De telle foule il n’est point étonné :
On voyait là dames de haut parage,
Plus d’un baron fameux par son courage,
Trois damps abbés, un gros et frais prieur,
Homme de bien, fêté, couru des femmes ;
Car vers le ciel il conduisait les âmes
Par un chemin qu’il disait le meilleur.
L’oisel est là ; chacun mît son éloge ;
Son vert plumage enchante tous les yeux.
Bientôt après son maître l’interroge ;
Mais que répond l’oisel malicieux ?
«Quoi ! chevalier, comme une chambrière,
«Vous faudrait-il donner la nuit entière
«Pour obtenir cet oisel tant chéri ?»
Il répétait les paroles d’Elmance,
Et sa mémoire en cette circonstance
Troubla le cercle et non moins le mari,
On doit juger de l’énorme scandale
Et du courroux du sire châtelain ;
Il n’avait pas un ami dans la salle
Qui ne portât sur lui regard malin.
Voyez aussi le dépit de la dame,
A cette scène, à ce propos infâme
Qui méchamment attaquait sa vertu ;
Elle pleurait.
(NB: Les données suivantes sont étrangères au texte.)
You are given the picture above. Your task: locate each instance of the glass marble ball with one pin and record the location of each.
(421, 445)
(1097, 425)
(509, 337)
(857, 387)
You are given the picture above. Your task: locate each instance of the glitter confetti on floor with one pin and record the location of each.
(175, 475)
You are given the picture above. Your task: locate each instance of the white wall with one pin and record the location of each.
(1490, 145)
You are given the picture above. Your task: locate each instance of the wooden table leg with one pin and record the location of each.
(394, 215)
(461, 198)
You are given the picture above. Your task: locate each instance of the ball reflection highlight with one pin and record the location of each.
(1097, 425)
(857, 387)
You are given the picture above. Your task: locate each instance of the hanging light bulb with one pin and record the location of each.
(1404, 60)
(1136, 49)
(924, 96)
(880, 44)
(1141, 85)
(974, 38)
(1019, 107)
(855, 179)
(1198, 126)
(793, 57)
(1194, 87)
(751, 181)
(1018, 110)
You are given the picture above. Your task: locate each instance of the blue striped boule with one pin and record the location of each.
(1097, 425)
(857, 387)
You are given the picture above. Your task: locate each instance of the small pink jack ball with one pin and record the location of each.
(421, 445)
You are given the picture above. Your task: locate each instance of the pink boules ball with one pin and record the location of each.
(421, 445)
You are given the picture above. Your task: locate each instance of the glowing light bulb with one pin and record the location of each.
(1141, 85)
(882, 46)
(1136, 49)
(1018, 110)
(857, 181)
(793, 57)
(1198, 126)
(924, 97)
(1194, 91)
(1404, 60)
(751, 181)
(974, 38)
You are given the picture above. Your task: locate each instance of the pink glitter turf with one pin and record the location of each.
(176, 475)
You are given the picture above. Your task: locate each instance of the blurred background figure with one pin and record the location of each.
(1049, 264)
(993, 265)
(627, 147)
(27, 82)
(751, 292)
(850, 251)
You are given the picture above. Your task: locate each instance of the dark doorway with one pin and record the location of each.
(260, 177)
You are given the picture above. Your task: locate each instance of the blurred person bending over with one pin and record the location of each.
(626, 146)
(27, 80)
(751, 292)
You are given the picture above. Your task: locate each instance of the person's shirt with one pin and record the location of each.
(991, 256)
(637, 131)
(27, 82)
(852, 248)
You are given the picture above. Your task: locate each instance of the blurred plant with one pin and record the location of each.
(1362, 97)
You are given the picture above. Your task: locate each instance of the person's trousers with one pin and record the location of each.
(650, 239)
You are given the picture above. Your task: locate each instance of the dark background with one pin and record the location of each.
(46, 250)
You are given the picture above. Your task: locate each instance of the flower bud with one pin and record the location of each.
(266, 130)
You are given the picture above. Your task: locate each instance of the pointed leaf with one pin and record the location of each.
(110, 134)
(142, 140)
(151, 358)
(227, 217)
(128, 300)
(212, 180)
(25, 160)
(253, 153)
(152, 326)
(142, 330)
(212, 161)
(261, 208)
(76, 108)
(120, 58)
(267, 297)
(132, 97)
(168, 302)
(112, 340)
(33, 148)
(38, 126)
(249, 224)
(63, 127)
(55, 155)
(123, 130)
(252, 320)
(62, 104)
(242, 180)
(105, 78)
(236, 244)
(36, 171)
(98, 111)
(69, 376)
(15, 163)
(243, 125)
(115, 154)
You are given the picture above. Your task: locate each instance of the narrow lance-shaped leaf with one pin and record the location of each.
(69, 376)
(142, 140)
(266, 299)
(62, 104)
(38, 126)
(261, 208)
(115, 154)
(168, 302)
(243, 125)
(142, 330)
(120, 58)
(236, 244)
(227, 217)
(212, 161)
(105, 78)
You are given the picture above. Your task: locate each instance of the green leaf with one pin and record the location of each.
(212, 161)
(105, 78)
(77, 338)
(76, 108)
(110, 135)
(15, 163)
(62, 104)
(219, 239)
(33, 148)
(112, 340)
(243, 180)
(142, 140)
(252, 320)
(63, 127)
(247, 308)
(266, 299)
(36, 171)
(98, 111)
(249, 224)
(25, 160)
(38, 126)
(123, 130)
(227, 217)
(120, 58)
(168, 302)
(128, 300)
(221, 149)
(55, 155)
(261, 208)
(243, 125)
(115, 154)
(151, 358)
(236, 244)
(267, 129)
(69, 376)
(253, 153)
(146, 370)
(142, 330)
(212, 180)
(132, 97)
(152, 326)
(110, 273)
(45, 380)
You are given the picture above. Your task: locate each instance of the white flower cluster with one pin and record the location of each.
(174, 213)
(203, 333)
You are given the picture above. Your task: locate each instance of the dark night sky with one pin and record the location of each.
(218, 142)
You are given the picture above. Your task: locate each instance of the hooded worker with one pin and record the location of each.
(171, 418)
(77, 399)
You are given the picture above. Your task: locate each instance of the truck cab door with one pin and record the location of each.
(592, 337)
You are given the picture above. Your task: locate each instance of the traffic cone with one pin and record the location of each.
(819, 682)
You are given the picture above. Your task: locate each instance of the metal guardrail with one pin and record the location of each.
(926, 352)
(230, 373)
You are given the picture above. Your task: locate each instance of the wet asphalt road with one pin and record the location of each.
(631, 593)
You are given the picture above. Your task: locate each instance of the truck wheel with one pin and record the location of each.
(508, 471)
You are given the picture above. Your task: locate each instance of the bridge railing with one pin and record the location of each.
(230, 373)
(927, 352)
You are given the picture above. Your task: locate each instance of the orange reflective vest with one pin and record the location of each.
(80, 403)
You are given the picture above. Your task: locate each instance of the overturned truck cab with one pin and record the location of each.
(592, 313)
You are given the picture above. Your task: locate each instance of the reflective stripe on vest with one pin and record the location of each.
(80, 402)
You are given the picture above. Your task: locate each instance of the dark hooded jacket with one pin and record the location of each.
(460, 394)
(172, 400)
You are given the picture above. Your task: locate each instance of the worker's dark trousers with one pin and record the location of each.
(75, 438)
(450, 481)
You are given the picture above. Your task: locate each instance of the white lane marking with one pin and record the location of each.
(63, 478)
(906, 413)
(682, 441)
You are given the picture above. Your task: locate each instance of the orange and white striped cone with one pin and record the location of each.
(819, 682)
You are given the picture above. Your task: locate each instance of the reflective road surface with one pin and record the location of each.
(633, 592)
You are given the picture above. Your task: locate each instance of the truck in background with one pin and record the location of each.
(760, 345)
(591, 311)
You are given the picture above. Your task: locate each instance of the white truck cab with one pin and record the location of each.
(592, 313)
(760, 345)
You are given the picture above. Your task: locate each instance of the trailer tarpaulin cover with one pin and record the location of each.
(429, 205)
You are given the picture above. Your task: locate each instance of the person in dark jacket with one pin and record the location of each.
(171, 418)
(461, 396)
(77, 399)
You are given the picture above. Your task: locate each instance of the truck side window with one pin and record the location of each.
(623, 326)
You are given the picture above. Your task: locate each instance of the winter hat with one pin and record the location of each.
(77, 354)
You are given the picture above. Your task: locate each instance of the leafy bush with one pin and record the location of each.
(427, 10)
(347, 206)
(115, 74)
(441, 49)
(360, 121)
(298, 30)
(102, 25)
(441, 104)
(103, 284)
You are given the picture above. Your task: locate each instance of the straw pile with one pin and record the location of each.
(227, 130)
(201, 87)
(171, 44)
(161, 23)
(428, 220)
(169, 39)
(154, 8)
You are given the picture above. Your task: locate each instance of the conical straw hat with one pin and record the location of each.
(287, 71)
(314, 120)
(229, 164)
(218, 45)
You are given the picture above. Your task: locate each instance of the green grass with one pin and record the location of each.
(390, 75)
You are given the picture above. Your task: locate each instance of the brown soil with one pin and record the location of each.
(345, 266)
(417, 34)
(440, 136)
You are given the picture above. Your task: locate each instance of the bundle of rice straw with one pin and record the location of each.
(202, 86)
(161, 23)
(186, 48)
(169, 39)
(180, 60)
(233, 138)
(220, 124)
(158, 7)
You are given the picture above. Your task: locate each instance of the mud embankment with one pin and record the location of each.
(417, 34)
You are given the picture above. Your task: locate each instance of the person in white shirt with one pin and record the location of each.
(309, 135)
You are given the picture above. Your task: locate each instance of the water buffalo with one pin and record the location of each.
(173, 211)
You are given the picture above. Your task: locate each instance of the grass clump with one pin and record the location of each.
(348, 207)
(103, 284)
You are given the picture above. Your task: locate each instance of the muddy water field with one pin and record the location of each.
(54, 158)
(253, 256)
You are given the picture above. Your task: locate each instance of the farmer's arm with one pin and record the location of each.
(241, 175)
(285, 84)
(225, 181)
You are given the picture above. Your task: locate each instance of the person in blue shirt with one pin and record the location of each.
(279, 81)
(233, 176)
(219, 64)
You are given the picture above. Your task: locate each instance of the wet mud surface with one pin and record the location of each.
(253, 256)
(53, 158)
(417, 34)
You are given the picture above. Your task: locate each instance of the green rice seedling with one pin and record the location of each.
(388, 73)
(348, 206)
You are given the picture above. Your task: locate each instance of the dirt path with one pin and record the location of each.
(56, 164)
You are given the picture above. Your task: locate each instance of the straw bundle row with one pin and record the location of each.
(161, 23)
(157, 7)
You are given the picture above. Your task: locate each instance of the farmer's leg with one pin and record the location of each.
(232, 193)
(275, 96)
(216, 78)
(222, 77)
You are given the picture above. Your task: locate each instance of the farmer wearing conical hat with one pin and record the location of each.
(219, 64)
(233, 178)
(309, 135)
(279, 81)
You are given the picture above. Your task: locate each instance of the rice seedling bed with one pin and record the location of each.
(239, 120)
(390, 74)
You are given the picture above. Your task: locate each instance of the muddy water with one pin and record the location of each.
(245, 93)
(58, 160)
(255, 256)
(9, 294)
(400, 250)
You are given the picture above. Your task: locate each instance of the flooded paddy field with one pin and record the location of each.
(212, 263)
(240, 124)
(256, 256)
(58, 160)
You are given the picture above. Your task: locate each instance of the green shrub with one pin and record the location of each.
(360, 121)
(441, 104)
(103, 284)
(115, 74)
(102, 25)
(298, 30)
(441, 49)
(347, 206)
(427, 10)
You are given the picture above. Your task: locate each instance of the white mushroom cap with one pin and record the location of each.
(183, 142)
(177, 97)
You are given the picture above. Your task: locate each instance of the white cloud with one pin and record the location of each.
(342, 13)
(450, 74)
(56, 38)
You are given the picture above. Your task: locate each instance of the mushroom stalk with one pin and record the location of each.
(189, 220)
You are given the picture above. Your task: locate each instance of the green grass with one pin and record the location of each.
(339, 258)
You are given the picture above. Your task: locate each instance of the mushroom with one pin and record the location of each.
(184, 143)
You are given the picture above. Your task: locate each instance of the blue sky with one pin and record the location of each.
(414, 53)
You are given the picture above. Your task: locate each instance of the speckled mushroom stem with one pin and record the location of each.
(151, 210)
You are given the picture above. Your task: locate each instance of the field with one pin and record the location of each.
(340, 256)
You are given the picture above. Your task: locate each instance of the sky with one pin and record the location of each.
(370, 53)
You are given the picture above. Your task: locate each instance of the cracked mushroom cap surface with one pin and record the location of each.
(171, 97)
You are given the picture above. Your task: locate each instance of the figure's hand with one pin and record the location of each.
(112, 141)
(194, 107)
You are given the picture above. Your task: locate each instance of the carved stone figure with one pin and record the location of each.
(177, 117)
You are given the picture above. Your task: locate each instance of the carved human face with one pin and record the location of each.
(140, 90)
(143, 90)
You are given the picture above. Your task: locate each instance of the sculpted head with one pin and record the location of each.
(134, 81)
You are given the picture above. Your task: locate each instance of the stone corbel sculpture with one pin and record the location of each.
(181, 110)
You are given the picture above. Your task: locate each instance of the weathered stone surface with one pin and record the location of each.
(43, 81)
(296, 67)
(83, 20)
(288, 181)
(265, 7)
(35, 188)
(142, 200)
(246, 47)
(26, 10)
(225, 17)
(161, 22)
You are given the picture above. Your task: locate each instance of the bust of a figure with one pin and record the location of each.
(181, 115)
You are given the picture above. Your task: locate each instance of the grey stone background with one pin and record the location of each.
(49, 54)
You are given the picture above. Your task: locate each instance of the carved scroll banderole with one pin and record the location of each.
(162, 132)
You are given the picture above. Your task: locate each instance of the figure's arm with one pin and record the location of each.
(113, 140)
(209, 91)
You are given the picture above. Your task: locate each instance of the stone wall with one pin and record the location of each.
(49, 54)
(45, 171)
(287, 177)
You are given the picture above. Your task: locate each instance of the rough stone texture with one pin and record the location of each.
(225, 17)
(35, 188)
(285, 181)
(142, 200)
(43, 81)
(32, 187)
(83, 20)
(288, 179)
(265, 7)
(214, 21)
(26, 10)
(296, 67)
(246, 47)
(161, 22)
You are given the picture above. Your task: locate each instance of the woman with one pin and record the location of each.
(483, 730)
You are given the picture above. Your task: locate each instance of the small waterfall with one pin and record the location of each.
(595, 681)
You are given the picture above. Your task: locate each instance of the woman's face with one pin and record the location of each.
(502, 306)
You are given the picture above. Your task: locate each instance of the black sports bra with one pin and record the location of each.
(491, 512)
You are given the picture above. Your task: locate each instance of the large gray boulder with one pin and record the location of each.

On sait qu’en telle affaire
Pleurer d’abord est tout ce qu’on doit faire,
Quand de l’honneur le cas est débattu.
Pour se venger, et bouillant de colère,
Le châtelain tire déjà son fer.
Lors le prieur en ange tutélaire :
«Sire, dit-il, voici tour de l’enfer ;
« Avez-vous vu jamais pareil plumage,
«Et d’un tel drôle entendu le ramage ?
«Dieu ne le fit, tenez-le pour certain ;
«Il est forcé par la sorcellerie;
«C’est l’ennemi de la chevalerie,
«Et tout en lui retrace un franc lutin.»
Il n’en fut pas un seul dans l’assemblée
Qui n’applaudît au discours du prieur ;
Puis celui-ci vers la dame troublée
Se retournant : «Venez, ma chère sœur,
«Quittons tous deux l’honorable auditoire ;
«Je veux vous suivre au prochain oratoire
«Pour vous ouïr en ministre de Dieu,
«Et, dans ce cas de trop grave importance,
«Vous condamner à juste pénitence
«Si d’un méfait vous me faites l’aveu.»
Une heure après, le moine charitable
Seul reparut, rouge et fort animé :
«Je l’avais dit, que c’était tour du diable ;
«Et vous, seigneur, vous, digne d’être aimé,
«Tenez pour sûr que cette noble dame,
«Digne de vous, pure de corps et d’âme,
«N’a de tout point rien à se reprocher ;
«Et si quelqu’un en doute, à l’instant même
«Sur lui soudain je lance l’anathème :
«Croire le mal, c’est doublement pécher. »
Après cela, l’on vient, l’on félicite
Le châtelain déchargé du fardeau ;
Mais pour punir un discours illicite,
Maître prieur tord le col à l’oiseau.
Il fut le seul qui perdit à l’affaire ;
Car au scandale il fallait satisfaire :
Le babillard méritait son destin.
Vous le savez, point n’est mal ce qu’on cache
Tout révéler est d’un sot ou d’un lâche,
Le vrai plaisir est toujours clandestin.
“L’oiseau Vert”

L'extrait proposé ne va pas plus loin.